Below, I’ll show you how.
We’ve now looked at three different ways to assign shifts, and you should have enough knowledge to get started with your own rota planning. However, when discussing rota planning, we can’t ignore the topic of templates.
When faced with creating a rota, it’s natural to look for shortcuts. If you were planning to do it in Excel, you’d likely Google a rota template to get the structure provided in an Excel file, so you’d only need to focus on planning and not on setting up the structure.
With an online rota planning system, the structure is already provided, and templates become an even more powerful tool.
In online rota planning systems, you can create templates to avoid repeating yourself. If you’ve identified a staffing pattern that works for your business, you can save it as a template and eliminate the need to recreate it every time.

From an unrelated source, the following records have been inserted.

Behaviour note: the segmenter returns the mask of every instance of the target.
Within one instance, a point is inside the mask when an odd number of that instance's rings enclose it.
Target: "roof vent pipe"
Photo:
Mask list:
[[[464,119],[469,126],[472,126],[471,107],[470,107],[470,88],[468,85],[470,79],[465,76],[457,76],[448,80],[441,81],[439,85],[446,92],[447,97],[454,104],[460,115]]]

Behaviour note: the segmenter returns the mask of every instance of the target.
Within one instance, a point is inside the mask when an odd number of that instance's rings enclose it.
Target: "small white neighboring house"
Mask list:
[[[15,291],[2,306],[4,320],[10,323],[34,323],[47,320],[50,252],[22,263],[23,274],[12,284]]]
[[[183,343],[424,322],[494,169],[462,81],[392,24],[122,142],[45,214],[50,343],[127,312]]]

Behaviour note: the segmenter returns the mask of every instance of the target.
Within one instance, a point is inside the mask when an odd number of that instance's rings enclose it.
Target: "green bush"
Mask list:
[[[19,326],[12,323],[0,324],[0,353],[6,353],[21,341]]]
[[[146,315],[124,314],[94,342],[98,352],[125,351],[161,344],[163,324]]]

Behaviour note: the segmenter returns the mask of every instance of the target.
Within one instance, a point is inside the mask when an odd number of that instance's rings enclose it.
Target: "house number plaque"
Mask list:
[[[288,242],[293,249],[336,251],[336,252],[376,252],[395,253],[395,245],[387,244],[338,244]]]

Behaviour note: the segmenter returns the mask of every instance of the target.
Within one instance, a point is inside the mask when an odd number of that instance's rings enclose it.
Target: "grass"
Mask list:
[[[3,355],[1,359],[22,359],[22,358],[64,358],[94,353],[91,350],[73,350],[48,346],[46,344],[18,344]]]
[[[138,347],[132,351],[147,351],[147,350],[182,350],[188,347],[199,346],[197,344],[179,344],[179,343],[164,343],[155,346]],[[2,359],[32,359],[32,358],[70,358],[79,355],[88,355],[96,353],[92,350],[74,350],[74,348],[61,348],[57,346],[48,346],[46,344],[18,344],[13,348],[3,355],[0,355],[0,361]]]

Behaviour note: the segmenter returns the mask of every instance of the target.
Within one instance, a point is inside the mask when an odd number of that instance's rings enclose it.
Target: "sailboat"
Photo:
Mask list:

Templates also make it easier to create rotations for 1, 2, 3, 4, or more weeks. If you have a fixed pattern that repeats every, say, 6 weeks, you can set up those 6 weeks as a template that repeats itself.
This means you can create a rotation that cycles for the period you’re planning your rota.
Locations
Sometimes it’s necessary to plan shifts for multiple locations.
These could be different business areas or physical locations.
We’ll cover this in this chapter.
When creating your rota, you also need to decide how to structure it. For many, it’s sufficient to have a single rota at a time—one for the current period and a future rota to replace it.
However, others may need to divide their rotas by location.
A location can mean many things. It could be physical places, such as two different stores. But it could also be two different business areas at the same physical location.
Imagine an e-commerce business with a warehouse and customer service located in the same building. In this case, you would typically have two different rotas running simultaneously: one for the warehouse and one for customer service.
You would often create such a division if you require staffing for different physical locations or if the work areas—and therefore the staffing needs—are different.
Sometimes, combining different areas into a single rota can make it more difficult to manage, especially if the staffing needs are very different or the employees don’t overlap in their responsibilities.
On the other hand, if there’s a need for visibility across areas, it might make more sense to combine them into a single rota. This can also simplify rota planning in some cases.
In such situations, it can be useful to use positions to differentiate between locations. This way, all shifts and staffing needs are in one rota, with the location included as part of the position.